From time to time I see safety warning about keeping loose items in your car. The last warning used a 2kg object, and claimed that if a collision occurred at $50{km\over h}$ it would have a weight equal to 80kg. At $90{km\over h}$ it would have a weight of 256kg.

How are these "new weights" calculated?

From $dp/dt\simeq \Delta p/\Delta t=F$. A 2 kg object at 50 km/hr has an initial momentum of $$p=mv = 2\,{\rm kg}\cdot13.9\,{\rm m/s}=27.8\,{\rm kg\,m/s}$$ If we naively assume that the crash is over the course of a 0.05 seconds, then the force is $F=556\,{\rm N}\to m_{eff}\simeq58\,{\rm kg}$ (final momentum being 0 because the velocity is zero). Letting $\Delta t=0.03\,{\rm s}$ gives $m_{eff}=94.6\,{\rm kg}$.

• Did some math, and a delta-t of 0.0354s yields the correct result. However when applying the same to the 90km/h data it seems 0.02s. Hence it seems like delta-t is the time the object uses to cover a distance of 0.5m at at the speed of impact. Does that seem like a reasonable explaination? :/ – atomman Oct 14 '13 at 16:37
• That does seem a reasonable explanation for the speed-dependence for $\Delta t$. – Kyle Kanos Oct 14 '13 at 16:41

I'd guess it's probably some heuristic where they assume the object decelerates from the car speed to stationary in some time interval characteristic of impact times during car crashes (ie, the time it takes to decelerate when it hits you). If that's the case, the formula is $$gm_e =a m$$ where $m_e$ is the calculated "effective car-crash mass", $a$ is the deceleration encountered in the crash and $m$ is the stationary mass of the object.
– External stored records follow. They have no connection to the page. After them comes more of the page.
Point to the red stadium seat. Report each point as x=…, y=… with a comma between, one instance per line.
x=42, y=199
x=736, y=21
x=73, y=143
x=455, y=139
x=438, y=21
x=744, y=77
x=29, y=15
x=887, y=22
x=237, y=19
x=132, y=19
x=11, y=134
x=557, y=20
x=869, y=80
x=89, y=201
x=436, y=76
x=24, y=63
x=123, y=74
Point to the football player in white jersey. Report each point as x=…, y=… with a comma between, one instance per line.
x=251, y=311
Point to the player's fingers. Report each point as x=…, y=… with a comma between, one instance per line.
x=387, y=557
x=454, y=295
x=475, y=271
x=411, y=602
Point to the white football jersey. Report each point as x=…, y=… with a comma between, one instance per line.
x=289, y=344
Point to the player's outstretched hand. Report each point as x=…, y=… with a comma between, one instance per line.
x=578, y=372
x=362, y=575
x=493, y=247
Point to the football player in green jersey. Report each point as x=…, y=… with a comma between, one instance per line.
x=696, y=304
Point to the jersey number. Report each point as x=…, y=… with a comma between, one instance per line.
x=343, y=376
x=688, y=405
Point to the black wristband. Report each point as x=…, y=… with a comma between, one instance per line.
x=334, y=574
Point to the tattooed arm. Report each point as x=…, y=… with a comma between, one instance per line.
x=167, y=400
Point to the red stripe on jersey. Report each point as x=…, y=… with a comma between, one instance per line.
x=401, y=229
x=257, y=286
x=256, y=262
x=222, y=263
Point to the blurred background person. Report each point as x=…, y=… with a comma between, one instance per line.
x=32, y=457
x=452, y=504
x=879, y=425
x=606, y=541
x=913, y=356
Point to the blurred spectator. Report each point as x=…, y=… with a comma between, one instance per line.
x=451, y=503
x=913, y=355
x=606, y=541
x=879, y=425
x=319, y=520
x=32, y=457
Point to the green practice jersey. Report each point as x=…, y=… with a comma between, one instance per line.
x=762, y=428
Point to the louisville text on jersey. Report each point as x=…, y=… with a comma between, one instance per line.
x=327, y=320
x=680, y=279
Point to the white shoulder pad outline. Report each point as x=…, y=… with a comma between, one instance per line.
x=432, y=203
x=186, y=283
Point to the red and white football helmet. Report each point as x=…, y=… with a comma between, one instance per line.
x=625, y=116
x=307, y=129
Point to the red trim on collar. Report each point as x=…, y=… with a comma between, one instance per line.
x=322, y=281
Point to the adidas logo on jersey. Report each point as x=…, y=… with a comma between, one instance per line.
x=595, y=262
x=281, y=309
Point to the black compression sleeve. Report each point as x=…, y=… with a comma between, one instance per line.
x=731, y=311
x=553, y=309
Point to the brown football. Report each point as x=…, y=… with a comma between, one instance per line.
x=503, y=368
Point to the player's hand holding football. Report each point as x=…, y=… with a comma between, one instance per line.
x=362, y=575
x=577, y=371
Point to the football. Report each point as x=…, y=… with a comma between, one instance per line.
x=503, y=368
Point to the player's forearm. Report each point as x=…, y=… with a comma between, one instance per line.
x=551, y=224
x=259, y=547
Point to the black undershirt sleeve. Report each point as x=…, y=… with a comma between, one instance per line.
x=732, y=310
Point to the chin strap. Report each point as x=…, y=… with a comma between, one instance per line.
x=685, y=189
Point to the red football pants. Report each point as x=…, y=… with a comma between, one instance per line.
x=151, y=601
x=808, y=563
For example, with $a=\frac{50\mbox{km/h}}{0.05\mbox{sec}}$ and $m=2\mbox{kg}$, this gives $m_e=56\mbox{kg}$.

Interestingly, their claimed effective mass scales nonlinearly with car speed, which may have to do with the fact that the faster the object is going when you stop, the shorter the duration it takes to travese the impact stopping distance when it strikes an object. In that case a refinement of what I gave above would probably give a more quadratic dependence. However, this is all guesswork, and the real specifics are probably in some auto safety journal.

A change of momentum $\Delta p$ in a given amount of time $\Delta t$ translates to an applied force $F=\frac{\Delta p}{\Delta t}$.
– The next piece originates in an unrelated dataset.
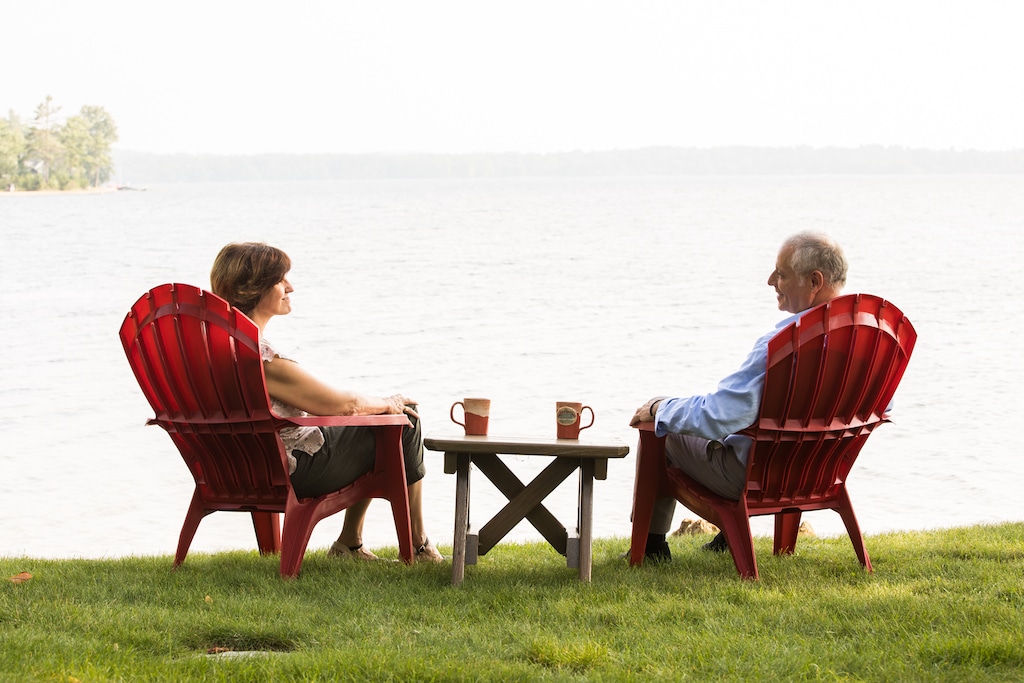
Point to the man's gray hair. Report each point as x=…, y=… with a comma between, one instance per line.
x=816, y=251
Assuming that the change in speed puts the moving object at rest (infinite mass of the target) from an initial speed of $90\,km/h$, and assuming that this process takes $0.1\, s$ we can make an estimation of the force applied to the target.
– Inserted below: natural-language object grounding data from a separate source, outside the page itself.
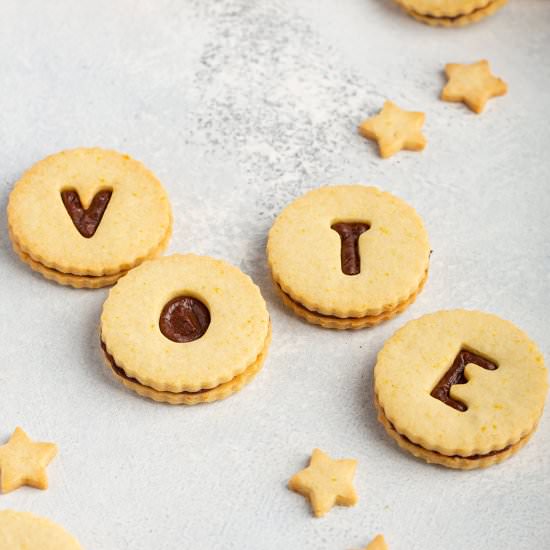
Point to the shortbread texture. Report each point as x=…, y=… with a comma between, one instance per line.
x=136, y=222
x=24, y=531
x=326, y=482
x=378, y=543
x=504, y=405
x=443, y=8
x=472, y=84
x=234, y=340
x=395, y=129
x=24, y=462
x=304, y=252
x=459, y=20
x=203, y=396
This would give a force of $500\,N$ which would be equivalent to approximately $50\, kg$ of weight.

Probably I'm estimating the collision time too conservative to get the numbers you quote. Working backwards from them, and using the same assumption of non-recoiling target, the collision time amounts to $\Delta t\approx 0.02\, s$ which is one order of magnitude smaller.

The matter can also be discussed in terms of some known parameters: the velocity $V$, at the moment of collision, and the crush distance, $D$, the distance the passenger compartment has to slow to a stop, as the bumpers collapse, the fenders split off, and the engine submarines. One purpose of seat belts and air-bags is to ensure that the occupants stay with the compartment as it comes to a relatively slow stop.

The relevant formula is:$$v^2=u^2+2ad$$where $v$ and $u$ are velocities, final and initial, $a$ is acceleration and $d$ is distance. In this case, $v=0$, $u=V$, and $d=D$ Substituting and rearranging, we get$$a=-\frac{V^2}{2D}$$So the acceleration of the passengers (and the so-called "weight" of a free object) would scale with the square of the velocity. In the given examples, if a speed of $50 \text{ km/hr}$ leads to a weight of $80 \text{ kg}$, then a speed of $90 \text{ km/hr}$ should lead to a weight of $80\times \frac{9^2}{5^2}$ or $259\text{ kg}$. As it does approximately...